The hon. Member for Ellesmere Port and Neston (Justin Madders) highlighted some of the major health challenges that LBT women face, and talked specifically about the report that the Women and Equalities Committee produced on health and social care for the LGBT community. That was a really insightful report and drew on such a wide range of experience. That is why the Committees of this House are so important, and why making sure they function properly is incredibly important. The Minister gave a very thoughtful response, and I know that our constituents and, I hope, the LGBT community will take a lot from that. We know there is still a long way to go, and I hope that she will be able to address the specific points that I raised on behalf of the people who got in touch with me, perhaps in a letter. It was very powerful reading their testimonies and reading the concerns that they had. They show that there is still a long way to go, particularly for those in the trans community seeking to get services.

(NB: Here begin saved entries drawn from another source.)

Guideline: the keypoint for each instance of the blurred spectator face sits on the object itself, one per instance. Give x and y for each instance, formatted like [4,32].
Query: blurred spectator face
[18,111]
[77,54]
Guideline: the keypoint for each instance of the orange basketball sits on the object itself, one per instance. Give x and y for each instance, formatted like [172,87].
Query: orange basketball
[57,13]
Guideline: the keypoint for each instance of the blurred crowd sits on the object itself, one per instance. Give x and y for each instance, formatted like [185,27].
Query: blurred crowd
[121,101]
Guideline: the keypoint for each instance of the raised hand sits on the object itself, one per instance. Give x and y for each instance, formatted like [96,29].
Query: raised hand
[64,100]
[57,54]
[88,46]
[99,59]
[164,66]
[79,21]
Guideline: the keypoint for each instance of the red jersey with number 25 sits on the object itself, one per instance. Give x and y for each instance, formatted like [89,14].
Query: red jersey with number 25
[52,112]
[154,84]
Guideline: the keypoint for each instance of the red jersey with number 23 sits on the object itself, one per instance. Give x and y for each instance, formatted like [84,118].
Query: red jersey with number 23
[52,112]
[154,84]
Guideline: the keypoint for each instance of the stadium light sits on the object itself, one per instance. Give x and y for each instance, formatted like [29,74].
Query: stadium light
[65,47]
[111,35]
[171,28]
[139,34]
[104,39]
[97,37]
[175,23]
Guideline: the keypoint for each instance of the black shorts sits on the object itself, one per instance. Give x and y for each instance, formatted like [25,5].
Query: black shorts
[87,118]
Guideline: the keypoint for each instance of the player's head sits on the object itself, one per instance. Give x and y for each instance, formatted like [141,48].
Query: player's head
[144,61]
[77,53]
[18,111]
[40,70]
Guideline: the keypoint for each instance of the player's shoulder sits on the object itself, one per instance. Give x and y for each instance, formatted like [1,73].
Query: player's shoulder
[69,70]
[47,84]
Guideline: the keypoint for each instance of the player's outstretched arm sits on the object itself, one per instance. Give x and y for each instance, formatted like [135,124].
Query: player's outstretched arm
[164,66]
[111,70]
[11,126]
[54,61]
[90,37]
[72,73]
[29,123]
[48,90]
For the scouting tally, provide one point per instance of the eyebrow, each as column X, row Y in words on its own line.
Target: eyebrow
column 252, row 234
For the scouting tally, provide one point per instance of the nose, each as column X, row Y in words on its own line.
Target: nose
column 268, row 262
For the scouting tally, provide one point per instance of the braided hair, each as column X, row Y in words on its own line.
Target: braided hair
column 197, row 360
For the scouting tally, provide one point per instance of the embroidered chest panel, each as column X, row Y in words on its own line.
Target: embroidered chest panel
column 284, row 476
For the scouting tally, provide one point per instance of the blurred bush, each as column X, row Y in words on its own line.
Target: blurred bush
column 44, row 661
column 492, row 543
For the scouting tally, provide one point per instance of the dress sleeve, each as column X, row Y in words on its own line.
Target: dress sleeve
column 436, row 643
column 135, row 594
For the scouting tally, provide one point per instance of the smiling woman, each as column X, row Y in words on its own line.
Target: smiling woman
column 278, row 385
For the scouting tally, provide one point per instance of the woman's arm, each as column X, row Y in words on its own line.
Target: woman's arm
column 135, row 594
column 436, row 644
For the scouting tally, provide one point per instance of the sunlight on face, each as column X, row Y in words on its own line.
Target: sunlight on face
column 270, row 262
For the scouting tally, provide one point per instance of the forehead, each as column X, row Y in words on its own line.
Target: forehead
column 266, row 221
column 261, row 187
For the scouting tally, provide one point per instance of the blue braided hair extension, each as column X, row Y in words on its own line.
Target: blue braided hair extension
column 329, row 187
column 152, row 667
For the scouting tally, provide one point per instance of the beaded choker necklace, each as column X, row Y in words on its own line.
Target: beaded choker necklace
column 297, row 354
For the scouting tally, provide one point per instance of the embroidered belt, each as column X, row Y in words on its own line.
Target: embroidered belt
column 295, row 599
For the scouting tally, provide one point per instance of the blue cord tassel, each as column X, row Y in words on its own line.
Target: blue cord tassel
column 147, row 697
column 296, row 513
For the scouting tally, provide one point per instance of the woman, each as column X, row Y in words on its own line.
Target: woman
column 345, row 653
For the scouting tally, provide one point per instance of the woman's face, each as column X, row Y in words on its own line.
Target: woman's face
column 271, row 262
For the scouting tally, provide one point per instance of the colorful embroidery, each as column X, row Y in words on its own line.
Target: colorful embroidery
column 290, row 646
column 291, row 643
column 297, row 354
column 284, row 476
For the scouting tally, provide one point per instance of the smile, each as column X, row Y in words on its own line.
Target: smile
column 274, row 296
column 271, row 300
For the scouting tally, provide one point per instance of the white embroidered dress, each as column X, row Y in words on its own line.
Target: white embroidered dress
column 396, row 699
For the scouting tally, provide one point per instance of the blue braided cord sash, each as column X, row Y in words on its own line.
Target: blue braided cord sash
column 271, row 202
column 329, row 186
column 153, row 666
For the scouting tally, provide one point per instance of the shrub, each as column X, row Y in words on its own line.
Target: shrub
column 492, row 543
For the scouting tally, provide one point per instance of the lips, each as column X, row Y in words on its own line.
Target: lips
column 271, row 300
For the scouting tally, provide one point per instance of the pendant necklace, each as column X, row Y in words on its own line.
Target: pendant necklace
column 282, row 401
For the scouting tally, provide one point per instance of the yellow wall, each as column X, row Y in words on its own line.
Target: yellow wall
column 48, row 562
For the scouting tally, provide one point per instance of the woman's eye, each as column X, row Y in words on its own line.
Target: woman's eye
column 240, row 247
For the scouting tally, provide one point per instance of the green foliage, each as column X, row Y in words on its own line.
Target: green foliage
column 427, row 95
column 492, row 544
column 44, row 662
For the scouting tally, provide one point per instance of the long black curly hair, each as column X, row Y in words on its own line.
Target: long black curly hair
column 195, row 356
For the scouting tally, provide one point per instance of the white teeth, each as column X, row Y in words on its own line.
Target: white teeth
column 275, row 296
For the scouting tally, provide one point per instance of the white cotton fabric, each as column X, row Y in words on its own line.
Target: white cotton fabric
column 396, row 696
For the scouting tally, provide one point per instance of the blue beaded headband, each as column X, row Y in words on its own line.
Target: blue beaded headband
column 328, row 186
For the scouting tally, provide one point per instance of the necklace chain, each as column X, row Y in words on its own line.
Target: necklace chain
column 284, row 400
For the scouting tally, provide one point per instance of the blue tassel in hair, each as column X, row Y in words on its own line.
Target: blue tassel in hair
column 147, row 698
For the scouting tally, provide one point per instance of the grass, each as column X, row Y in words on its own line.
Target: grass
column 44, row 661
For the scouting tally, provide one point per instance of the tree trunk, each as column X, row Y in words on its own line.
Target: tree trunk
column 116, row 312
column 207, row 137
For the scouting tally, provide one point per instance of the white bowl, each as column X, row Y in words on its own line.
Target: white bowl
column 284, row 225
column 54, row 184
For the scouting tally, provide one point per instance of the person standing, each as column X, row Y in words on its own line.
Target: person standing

We have a particular challenge in Scotland. One of the testimonies that the Pink Saltire included in a film that it made a couple of years ago, which I rewatched in preparation for this debate, was from a non-binary person who had to have surgery in England and had to fly home, leading to stitches bursting and terrible scarring. That is real detail that is not much talked about, but we have to reflect on it and make sure that in all parts of the UK and all countries in the UK there are the right services, and people can be treated and supported as close to home as possible.
We have to thank the Backbench Business Committee once again, and you, Mr Deputy Speaker. It has been an important debate and I know that the LGBT community will be grateful to Members for raising these issues. I hope it will take us a step forward in our fight for equality.
Question put and agreed to.
Resolved,
That this House has considered lesbian, bisexual and trans women’s health inequalities.